Des bombardements massifs d'infrastructures pour isoler et démoraliser les combattants adverses (au risque de " dommages collatéraux " considérables), le souci prioritaire d'économiser la vie de ses propres soldats : n'est-ce pas l'essentiel de la méthode américaine depuis longtemps ? Elle se résume à un principe : risque minimum pour nos soldats, risque maximum pour les civils du camp adverse. Conforme à la rationalité démocratique pour laquelle la vie des citoyens de son camp (mais de ceux là seulement) est sacrée, elle va à l'encontre tant de la tradition chevaleresque que du droit de la guerre selon lesquels la guerre est d'abord une affaire de soldats. Qui doutera que cette dernière rationalité soit plus universelle – et en définitive plus civilisée – que l'autre qui pourtant se réclame de la démocratie ?
De manière cynique, on dira que de telles méthodes ont encore des chances d'être excusées si elles réussissent. Or du Vietnam à l'Irak en passant par l'Afghanistan, elles ont abouti au contraire à enliser la grande puissance yankee dans un bourbier sans gloire.
Risquées pour les Américains, ces méthodes le sont bien davantage pour Israël. Les ressources d'un État de 7 millions d'habitants ne sauraient être comparées à celles d'un État de 250 millions. Les États-Unis peuvent demeurer relativement indifférents à une guerre menée en leur nom par des soldats professionnels généralement recrutés aux marges de la société. Ils peuvent même se sentir peu concernés par un conflit lointain : qu'importe à l'Américain du Middle West qu'on le déteste à 15.000 km (pourvu qu'il n' y ait pas de nouveau 11 septembre !). Que lui importe même un lamentable enlisement qu'il ne percevra qu'à travers des media orientés ? Mais il est clair que telle n'est pas la position d'Israël : non seulement ses ressources ne sont pas illimitées, son armée repose sur la conscription, mais le peuple israélien se trouve dans le voisinage immédiat de ses adversaires ; il ne peut se permettre ni d'alimenter chez eux une haine inexpiable, ni de donner l'impression de l'enlisement.
En voyant l'état-major israélien utiliser des méthodes aussi grossières que celles de l'armée américaine, on a peine à reconnaître l'infaillible intelligence tactique à laquelle Tsahal nous avaient autrefois habitués.
Imprégnation générale
Il faut faire certes dans ces méthodes la part de l'impulsion politique et notamment de celle du premier ministre Ehud Olmert, un civil qui, à la différence de son prédécesseur, avait à faire la démonstration de sa virilité guerrière, ce qui confirme que quand il s'agit de faire la guerre, les civils sont souvent plus dangereux que les militaires.
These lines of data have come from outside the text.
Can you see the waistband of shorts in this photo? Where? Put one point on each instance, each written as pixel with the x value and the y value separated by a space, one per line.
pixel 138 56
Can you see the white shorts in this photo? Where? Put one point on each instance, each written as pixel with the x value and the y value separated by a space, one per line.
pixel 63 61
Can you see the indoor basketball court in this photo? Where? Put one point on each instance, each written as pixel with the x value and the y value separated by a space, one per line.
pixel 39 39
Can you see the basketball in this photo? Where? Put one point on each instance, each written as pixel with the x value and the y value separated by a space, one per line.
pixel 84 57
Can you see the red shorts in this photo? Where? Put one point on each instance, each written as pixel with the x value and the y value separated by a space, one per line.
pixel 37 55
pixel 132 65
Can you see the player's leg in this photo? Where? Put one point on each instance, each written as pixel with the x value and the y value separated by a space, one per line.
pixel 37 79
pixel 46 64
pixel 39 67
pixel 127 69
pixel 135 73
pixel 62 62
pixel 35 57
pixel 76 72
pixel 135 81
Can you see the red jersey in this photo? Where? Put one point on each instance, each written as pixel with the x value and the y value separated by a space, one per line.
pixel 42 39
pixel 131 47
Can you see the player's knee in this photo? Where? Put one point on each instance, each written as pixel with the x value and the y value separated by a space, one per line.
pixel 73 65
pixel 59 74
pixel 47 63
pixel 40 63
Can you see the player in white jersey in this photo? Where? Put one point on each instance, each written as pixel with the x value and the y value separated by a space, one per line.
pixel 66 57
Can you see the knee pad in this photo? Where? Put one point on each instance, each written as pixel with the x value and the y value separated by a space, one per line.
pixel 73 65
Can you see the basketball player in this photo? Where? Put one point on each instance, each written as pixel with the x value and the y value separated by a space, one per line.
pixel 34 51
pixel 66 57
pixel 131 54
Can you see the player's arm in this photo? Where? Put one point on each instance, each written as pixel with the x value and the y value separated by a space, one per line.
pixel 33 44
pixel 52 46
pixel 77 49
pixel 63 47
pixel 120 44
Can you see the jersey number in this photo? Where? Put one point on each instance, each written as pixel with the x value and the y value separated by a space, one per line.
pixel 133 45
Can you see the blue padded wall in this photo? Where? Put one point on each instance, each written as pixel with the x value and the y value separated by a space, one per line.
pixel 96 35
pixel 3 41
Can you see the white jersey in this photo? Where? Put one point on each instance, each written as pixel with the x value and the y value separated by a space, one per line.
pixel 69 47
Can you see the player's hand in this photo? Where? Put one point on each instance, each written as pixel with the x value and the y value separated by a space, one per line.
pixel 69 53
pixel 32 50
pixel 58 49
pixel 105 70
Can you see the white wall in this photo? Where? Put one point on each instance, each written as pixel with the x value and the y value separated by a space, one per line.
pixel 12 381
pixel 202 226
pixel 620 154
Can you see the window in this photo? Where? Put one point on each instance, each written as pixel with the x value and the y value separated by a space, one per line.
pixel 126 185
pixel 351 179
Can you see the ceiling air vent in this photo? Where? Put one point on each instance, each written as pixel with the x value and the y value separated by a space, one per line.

Mais il faut surtout faire la part de l'imprégnation générale d'une société qui depuis plusieurs années n'a d'autre interlocuteur, d'autre référent que le grand frère d'outre-Atlantique. Cela n'est pas seulement vrai en matière militaire : la manière dont un ultra-libéralisme ravageur mine l'héritage travailliste de la démocratie israélienne, contribuant sans nul doute à y affaiblir le sens de la citoyenneté, se trouve à l'avenant.
Même si le soutien américain lui sera longtemps nécessaire, il se peut que l'avenir de l'État d'Israël, qui passe de toutes les façons par la recherche patiente d'une cohabitation durable avec les autres peuples du Proche-Orient, implique une sérieuse remise en cause de l'influence et des méthodes d'outre-Atlantique.